I love greek food; I am happy your restaurant have the HUMAN FACTOR Included in your policy and vision

What a fabulous business person you are. It is true that things are different in the restaurant business, but because of the way you treat your employees and your customers, you would be a success in any business. I would love to work for you. Too bad you are in New York. If I am ever fortunate to visit New York, your restaurant will be one I will visit. I will also be passing this on to my friends and relatives who live in New York and that area, for them to come dine there. Because of what you do for your employees, I know the food will be fabulous!!

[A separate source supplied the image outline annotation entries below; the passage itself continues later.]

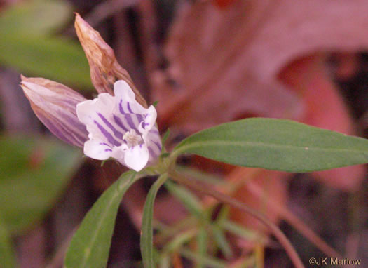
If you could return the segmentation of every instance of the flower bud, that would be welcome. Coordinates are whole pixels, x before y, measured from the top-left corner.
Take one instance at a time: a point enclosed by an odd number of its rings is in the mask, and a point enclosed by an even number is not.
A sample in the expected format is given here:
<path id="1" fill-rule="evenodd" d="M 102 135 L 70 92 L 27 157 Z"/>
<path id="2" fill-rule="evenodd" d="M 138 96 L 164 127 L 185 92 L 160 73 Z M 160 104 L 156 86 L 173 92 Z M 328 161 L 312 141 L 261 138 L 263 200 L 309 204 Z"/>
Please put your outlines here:
<path id="1" fill-rule="evenodd" d="M 67 86 L 43 78 L 22 76 L 20 86 L 33 111 L 50 131 L 66 142 L 83 147 L 88 133 L 78 119 L 76 107 L 86 100 L 84 97 Z"/>
<path id="2" fill-rule="evenodd" d="M 93 29 L 78 13 L 76 13 L 74 26 L 88 60 L 92 83 L 97 92 L 114 95 L 114 83 L 123 80 L 133 91 L 138 103 L 147 108 L 146 100 L 134 85 L 129 74 L 118 63 L 114 50 L 105 43 L 98 32 Z"/>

I have worked in Human Resources for over 20 years and I do not find very many owners, CEOs, or executives that "get it" like you do. Thank you for renewing my faith that there are some people out there who do.

Es porque usted es un hombre magnificado. Y para esto estoy muy agradecido.

It's refreshing seeing that there are more and more business owners out there that seem to care, and effectively use passion to drive up sales as well as productivity that does the whole community good. I feel fortunate to live in Austin Texas, where we have a plethora of restaurants like the one you are running that think about the dishes from the top down. Meaning where they source their produce, who they enlist to help with the restaurant, and how the treat the customers and staff. It's all too often that you go out and try something that simply doesn't warrant the visit and charges you an arm and a leg, only to leave feeling unfulfilled and disappointed. These things all start with how and why you treat your staff and the people that come into your restaurant. Thumbs up to a great business owner.